A cofferdam is a type of watertight construction designed to facilitate construction projects in areas that are normally submerged, such as bridges and piers. One is installed in the work area and water is pumped out to expose the bed of the body of water so that workers can construct structural supports, enact repairs, or perform other types of work in a dry environment. In some regions of the world, this construction is better known as a caisson. Working inside a cofferdam can be hazardous if it is installed improperly or not safely pressurized, but advances in engineering have led to increased safety for workers using this unique work environment.

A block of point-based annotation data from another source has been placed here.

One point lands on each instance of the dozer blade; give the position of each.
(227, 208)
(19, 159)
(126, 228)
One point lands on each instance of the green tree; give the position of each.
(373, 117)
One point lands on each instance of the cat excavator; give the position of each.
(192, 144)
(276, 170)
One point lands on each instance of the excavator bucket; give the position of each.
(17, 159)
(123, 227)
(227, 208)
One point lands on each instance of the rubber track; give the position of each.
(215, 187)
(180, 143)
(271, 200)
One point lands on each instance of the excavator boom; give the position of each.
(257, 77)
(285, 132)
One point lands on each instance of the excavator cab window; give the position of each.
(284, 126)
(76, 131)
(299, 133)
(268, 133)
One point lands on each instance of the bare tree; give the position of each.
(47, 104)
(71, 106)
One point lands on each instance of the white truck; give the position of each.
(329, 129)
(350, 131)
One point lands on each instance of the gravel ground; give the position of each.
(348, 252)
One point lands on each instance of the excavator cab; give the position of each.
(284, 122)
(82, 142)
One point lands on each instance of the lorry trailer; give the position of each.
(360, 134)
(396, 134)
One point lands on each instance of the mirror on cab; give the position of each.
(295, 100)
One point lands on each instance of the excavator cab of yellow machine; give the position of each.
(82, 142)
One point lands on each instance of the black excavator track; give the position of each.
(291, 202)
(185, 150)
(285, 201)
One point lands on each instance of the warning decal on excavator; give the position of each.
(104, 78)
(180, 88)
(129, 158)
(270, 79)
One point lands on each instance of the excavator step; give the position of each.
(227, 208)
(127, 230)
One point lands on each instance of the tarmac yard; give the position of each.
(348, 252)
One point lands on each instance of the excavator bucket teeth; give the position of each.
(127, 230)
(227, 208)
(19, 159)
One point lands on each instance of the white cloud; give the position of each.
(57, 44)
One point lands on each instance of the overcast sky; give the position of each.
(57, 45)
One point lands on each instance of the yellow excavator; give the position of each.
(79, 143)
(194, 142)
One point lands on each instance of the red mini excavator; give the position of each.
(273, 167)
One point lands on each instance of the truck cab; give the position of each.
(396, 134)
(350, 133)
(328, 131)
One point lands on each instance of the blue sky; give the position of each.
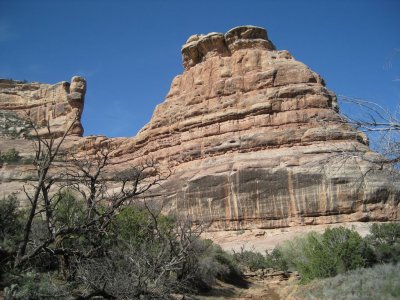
(129, 51)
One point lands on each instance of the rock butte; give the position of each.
(252, 136)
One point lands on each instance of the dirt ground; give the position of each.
(267, 239)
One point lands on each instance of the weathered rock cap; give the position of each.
(248, 37)
(199, 47)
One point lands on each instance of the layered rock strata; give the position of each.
(254, 140)
(57, 105)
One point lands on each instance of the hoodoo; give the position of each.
(253, 137)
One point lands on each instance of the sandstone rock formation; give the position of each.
(254, 140)
(57, 104)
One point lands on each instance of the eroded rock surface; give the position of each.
(254, 140)
(57, 104)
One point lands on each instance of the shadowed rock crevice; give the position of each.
(253, 139)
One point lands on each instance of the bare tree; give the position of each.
(84, 176)
(380, 124)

A variety of materials can be used to construct a cofferdam, which is truly a feat of engineering. Although it is a temporary structure, it must reliably hold water back from the work area and also withstand very high pressures in order to be safe, and the construction is often used as a project for engineers learning their craft. The most basic type uses sheet metal, which is pounded into the bed of the body of water to create a watertight wall. Next, pumps are used to pull water out of the enclosure so that it will be dry. Some are built from wood or concrete, while others use a double walled mechanism, with filler made from aggregate materials in between the two walls.

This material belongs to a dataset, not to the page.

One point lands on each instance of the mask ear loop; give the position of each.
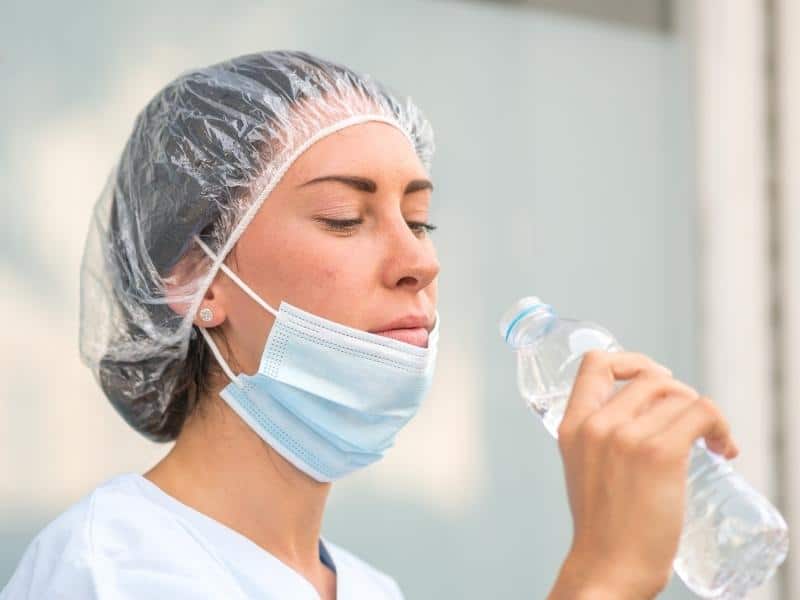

The walls of a cofferdam can extend all the way to the surface of the water, leaving it open at the top, or it can be built as an enclosed structure. In very deep water, enclosed and pressurized ones are used for worker safety, while in shallower bodies of water, an open structure can be used. Workers access a closed cofferdam through hatches and tubes, and care is taken to make sure that the air supply is consistent and the pressure is kept at a normal level.
Shipwrights and repair yards also use a portable version, which can be attached to the side of a ship to enact repairs below the waterline. At sea, this can be a useful way to quickly address potential problems until the ship is taken into dry dock for more long-term repair. Minor repairs can also be undertaken with a portable one in a shipyard to avoid the expense of hauling the ship into dry dock for the work to be completed.